China’s Real Estate Market Giving Developers Deep Pockets
- Oct 11, 2007
This week’s news that property moguls landed three of the four top spots on Forbes Asia’s annual list of the 40 richest people in China highlights an interesting trend — China’s real estate tycoons.
That includes 26-year-old Yang Huiyan, who was named the richest person in China this week, with shares of the development company her father founded, Country Garden, valued at about $16 billion.
As the U.S. sinks further into housing despair, China’s residential sector is booming. Real estate investment development grew 29 percent in the first eight months of 2007 to 1.4 trillion yuan, or $186.5 billion, the International Herald Tribune reports.
Why All the Excitement?
China’s stock market is seeing its value rise along with the country’s booming urbanization — causing, naturally, a need for housing. As such, developers are busier than ever, and many are opting to go public to take advantage of the strong stock market.
That’s a treat for international investors who are eager to add a bit of China’s economic strength to their portfolio, Forbes.com says.
- Shares of Beijing property developer Soho China soared 15 percent Monday on their first day of trading, the International Herald Tribune reported. It raised nearly $1.7 billion — as much as Google raised in its 2004 initial stock offering in the U.S.
- Morgan Stanley has helped raise $6 billion over the past three years by taking eight Chinese real estate companies public, including Shimao, Agile and Country Garden.
But Is It Too Much Excitement?
China’s real estate market is so strong, in fact, that the government has recently tried to curb it with mortgage interest rates and investment-geared apartment down payments.
That’s a smart approach to not only try to control rising housing costs but to also prevent a real estate market bubble similar to the current U.S. situation.
However, it’s not clear if it’s working. Housing prices are still rising and real estate stocks are still hot, according to the Herald Tribune.
Is China poised for a housing decline? Consider the fact that last year’s richest person in China, according to Forbes, was retailing entrepreneur Wong Kwong Yu, said to be worth $2.3 billion.

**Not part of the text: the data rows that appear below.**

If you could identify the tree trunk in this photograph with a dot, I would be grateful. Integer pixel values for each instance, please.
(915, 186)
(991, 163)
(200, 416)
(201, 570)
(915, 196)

And now, just a year later, the richest citizen is sitting on $16 billion? That’s a big increase, indicative of the big money that’s flowing through the real estate market and around China right now.
The U.S. situation may be unique in many ways — true, our banks’ and credit agencies’ subsequent credit crunch didn’t make the economy better (and may be causing more pain as lenders who found loans several years ago don’t qualify for new ones and housing defaults as rates rise).
Some may argue that the U.S. housing boom was fueled by pushing people into homeownership with risky programs before they were financially ready for the responsibility, and not by rapidly growing urban centers and population need, as in China.
But examine how much money real estate could add to a person’s holdings in a year in China — making that person’s wealth replace the nation’s richest person’s seven times over — and one wonders, no matter what factors are causing the housing boom, if China’s economic dependence on it makes China any safer.